文責:池田恵美子(NPO法人安房文化遺産フォーラム)


日本地図を逆さに見ると頂点にあたる館山は、明治から東京湾要塞の拠点となりました。関東大震災で隆起した館山湾を埋め立てて、一九三〇年に開かれた館山海軍航空隊は通称「陸の空母」と呼ばれ、艦上攻撃機パイロットの実戦訓練などがおこなわれていました。

〇戦跡保存の軌跡

館山市では一九八九年から市民による戦跡調査と平和教育の実践が始まり、公民館講座を通じて保存運動が広がりました。これを受けて行政当局では二〇〇二年に、「戦争遺跡保存活用方策に関する調査研究」に取り組みました。その報告書によると、将来文化財として保存活用が見込まれる戦跡は市内に四十七確認され、その大半はAランク(近代史を理解するうえで欠くことができない史跡)やBランク(特に重要な史跡)に評価されました。

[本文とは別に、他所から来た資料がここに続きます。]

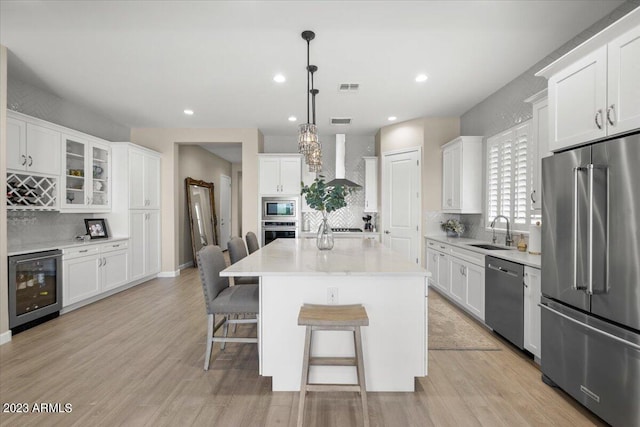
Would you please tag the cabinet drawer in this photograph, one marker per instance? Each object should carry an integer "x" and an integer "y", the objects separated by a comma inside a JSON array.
[
  {"x": 116, "y": 246},
  {"x": 467, "y": 255},
  {"x": 438, "y": 246},
  {"x": 70, "y": 253}
]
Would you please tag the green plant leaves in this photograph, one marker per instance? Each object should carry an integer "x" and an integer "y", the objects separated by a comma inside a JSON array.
[{"x": 321, "y": 197}]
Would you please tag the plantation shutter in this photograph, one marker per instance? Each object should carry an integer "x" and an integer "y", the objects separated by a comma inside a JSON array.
[{"x": 507, "y": 189}]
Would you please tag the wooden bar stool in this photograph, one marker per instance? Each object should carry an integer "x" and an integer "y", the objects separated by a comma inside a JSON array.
[{"x": 333, "y": 318}]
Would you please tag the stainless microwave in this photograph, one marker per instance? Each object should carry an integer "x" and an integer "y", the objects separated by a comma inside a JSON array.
[{"x": 279, "y": 208}]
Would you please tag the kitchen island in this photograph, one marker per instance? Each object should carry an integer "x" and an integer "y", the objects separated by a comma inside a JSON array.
[{"x": 356, "y": 271}]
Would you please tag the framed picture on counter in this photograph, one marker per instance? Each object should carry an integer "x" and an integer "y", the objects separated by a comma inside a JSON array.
[{"x": 96, "y": 228}]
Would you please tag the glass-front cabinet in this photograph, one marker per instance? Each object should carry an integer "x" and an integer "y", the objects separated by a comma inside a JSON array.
[{"x": 86, "y": 185}]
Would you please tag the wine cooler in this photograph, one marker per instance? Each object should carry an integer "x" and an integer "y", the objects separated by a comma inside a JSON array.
[{"x": 35, "y": 288}]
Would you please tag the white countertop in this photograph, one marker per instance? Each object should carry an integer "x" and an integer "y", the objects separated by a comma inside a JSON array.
[
  {"x": 296, "y": 257},
  {"x": 60, "y": 244},
  {"x": 339, "y": 234},
  {"x": 507, "y": 254}
]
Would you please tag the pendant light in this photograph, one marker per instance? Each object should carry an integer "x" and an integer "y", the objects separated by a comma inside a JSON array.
[{"x": 308, "y": 143}]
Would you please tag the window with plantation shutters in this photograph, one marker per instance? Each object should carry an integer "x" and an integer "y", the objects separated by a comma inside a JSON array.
[{"x": 507, "y": 191}]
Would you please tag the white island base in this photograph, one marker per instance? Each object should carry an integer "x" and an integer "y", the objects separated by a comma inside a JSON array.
[{"x": 393, "y": 291}]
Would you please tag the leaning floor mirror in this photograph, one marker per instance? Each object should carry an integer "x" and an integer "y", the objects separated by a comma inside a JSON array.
[{"x": 202, "y": 215}]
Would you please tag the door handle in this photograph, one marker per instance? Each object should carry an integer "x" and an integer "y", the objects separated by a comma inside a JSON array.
[
  {"x": 609, "y": 110},
  {"x": 598, "y": 114}
]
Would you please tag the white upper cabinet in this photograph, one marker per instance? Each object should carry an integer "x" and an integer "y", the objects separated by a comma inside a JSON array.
[
  {"x": 371, "y": 184},
  {"x": 462, "y": 175},
  {"x": 32, "y": 148},
  {"x": 86, "y": 186},
  {"x": 280, "y": 175},
  {"x": 594, "y": 90},
  {"x": 144, "y": 180},
  {"x": 539, "y": 147},
  {"x": 623, "y": 88},
  {"x": 578, "y": 96}
]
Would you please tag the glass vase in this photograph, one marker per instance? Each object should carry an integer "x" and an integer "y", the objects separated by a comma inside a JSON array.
[{"x": 324, "y": 239}]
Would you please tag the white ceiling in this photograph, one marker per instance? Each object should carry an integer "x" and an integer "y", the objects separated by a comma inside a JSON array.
[{"x": 141, "y": 63}]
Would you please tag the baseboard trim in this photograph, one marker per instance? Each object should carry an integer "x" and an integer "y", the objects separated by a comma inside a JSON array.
[
  {"x": 5, "y": 337},
  {"x": 174, "y": 273},
  {"x": 186, "y": 265}
]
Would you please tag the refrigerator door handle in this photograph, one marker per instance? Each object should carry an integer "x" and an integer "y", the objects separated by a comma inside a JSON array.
[
  {"x": 574, "y": 282},
  {"x": 591, "y": 328},
  {"x": 590, "y": 233}
]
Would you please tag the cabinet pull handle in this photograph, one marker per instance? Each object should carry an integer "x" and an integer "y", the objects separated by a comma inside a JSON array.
[
  {"x": 609, "y": 110},
  {"x": 598, "y": 114}
]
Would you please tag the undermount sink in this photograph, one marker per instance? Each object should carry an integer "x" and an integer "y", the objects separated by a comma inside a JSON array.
[{"x": 489, "y": 247}]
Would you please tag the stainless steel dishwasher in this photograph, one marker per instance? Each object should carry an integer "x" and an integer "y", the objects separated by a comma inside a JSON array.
[{"x": 504, "y": 299}]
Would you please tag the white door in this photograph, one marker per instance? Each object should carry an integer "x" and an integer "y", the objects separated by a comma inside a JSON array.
[
  {"x": 401, "y": 203},
  {"x": 225, "y": 211}
]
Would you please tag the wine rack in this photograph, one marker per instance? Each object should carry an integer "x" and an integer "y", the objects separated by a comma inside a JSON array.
[{"x": 31, "y": 192}]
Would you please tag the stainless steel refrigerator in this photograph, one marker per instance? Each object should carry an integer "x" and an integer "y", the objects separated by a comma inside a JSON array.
[{"x": 591, "y": 276}]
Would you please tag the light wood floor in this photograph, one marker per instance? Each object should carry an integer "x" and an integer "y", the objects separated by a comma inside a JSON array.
[{"x": 136, "y": 359}]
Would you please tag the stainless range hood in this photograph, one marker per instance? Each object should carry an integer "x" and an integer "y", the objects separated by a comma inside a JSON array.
[{"x": 340, "y": 164}]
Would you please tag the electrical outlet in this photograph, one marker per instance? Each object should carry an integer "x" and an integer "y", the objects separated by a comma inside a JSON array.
[{"x": 332, "y": 295}]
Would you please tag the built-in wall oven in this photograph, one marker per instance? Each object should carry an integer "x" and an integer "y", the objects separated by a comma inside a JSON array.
[
  {"x": 35, "y": 288},
  {"x": 279, "y": 218},
  {"x": 280, "y": 208}
]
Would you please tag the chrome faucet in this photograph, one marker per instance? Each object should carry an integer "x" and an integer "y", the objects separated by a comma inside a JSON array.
[{"x": 507, "y": 239}]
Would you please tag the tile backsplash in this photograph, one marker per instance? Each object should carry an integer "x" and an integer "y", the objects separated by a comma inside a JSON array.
[{"x": 27, "y": 227}]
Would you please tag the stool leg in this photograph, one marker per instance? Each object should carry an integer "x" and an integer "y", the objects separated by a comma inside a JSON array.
[
  {"x": 361, "y": 380},
  {"x": 305, "y": 375},
  {"x": 207, "y": 356}
]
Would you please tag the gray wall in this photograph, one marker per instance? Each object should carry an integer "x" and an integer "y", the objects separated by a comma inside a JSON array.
[
  {"x": 506, "y": 107},
  {"x": 28, "y": 99}
]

そこで、戦跡を組み入れた都市づくりの目標像として、「地域オープンエアーミュージアム・館山歴史公園都市」構想が示されました。市有地である赤山地下壕跡は、平和・学習拠点として整備され、二〇〇四年から一般公開が始まり、翌年には館山市指定史跡となりました。

〇謎の多い地下要塞

赤山地下壕は大半が素掘りで、網の目状に約一・六キロ掘られています。凝灰岩質砂岩の内壁には、美しい地層の模様と丁寧に掘られたツルハシの跡が鮮明に浮かび上がっています。建設時期について、市の文化財解説看板には「昭和十年代のはじめに、ひそかに建設がはじまったという証言もあります」とする一方で、「昭和十九年より後に建設されたのではないかと考えられています」と記されており、はっきりとした資料はありません。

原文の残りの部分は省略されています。